- சூரியபுத்திரி
- Genre: Soap opera
- Directed by: Tamizh Bharati
- Creative director: Keerthana
- Starring: Kutty Padmini Nizhalgal Ravi Santhoshi Lavanya Rajkumar
- Theme music composer: D. Imman (title song)
- Country of origin: India
- Original language: Tamil
- No. of seasons: 1
- No. of episodes: 448

Production
- Producers: Kutty Padmini Kirtana Fanning
- Camera setup: Multi-camera
- Running time: approx. 20-22 minutes per episode
- Production company: Vaishnavi Media Works Limited

Original release
- Network: Kalaignar TV
- Release: 5 March 2012 – 19 June 2014

= Suryaputhri =

Suryaputhri (சூரியபுத்திரி) is a Tamil soap opera that aired on Kalaignar TV. The show premiered on 5 March 2012 and aired Monday through Thursday at 10:00PM IST. Later the show was shifted to the 12:30PM and 8:30PM time slot. The show starred Kutty Padmini, Nizhalgal Ravi, Santhoshi, Lavanya, and Rajkumar. It was produced by Vaishnavi Media Works Limited's Kutty Padmini and directed by Tamizh Bharati with Keerthana as the creative director. The music was composed by D. Imman. The show last aired on 19 June 2014 and ended with 448 episodes.

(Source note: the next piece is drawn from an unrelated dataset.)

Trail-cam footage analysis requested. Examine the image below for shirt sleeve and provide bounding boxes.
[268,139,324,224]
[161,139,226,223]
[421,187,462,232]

This serial re-telecast on same Channel on only Singapore and Malaysia from December 2016, airs Monday to Friday at 9:30PM.

==Cast==
- Main cast

- Kutty Padmini
- Nizhalgal Ravi
- Santhoshi
- Lavanya as Khirushna
- Rajkumar

- Additional cast

- Raja
- A.R.S
- Arya
- Nepal
- Sridevi
- Srivithya
- Deepa
- Suja
- Divya Krishnan

- Former cast

- Sudha Chandran

== Airing history ==
The show started airing on Kalaignar TV on 5 March 2012. It aired on Monday through Thursday at 10PM IST. Later its timing changed, and it was shifted to the 12:30PM and 9:30PM time slot.